People drenched in water perch on the roofs or backs of trucks jostling for space on the road with equally soaked shirtless male youth riding three on a motorcycle. The youth scream enthusiastically as buckets of cold water are repeatedly hurled into their faces from those lining the streets. Welcome to the Burmese New Year; known as Thingyan.
For residents of Myanmar’s most northeastern Kachin State capital Myitkyina – an isolated part of the country that has been ravished by nearly four-years of war – it’s a well-deserved break. Just after Burma ushered in a new era with the adoption of a quasi-democracy, a seventeen-year ceasefire between the Kachin Independence Army and government unraveled. Fighting has seen more than 100,000 being displaced to camps in mostly rebel controlled areas near the China border. However, there is a camp near Myitkyina and in some other areas controlled by the government. A draft nationwide ceasefire was inked late last month, although recent clashes have downplayed any cause for celebrations.

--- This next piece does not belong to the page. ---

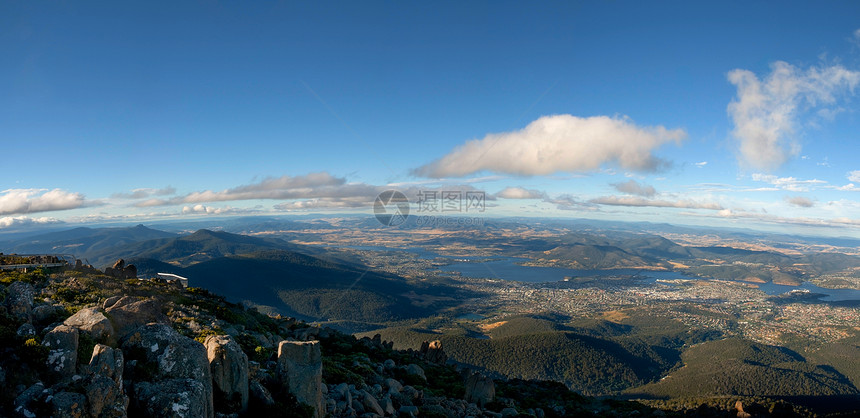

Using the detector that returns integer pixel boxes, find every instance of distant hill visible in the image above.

It seems like everyone in Myitkyina is eager to forget about the war for a little while by celebrating the Buddhist Thingyan, even if the majority of the Kachin are Christian. Intoxicated men spray cheerful police in a jeep with water hoses. A mixed group of ethnic youth dance in the spray from a water hose outside of a Chinese-owned hotel. Further down the road, a Burmese Indian family happily heaves buckets at water at anyone and everyone passing by their shop. Soaked motorists just laugh heartily even though it’s probably happened to them a hundred times that day.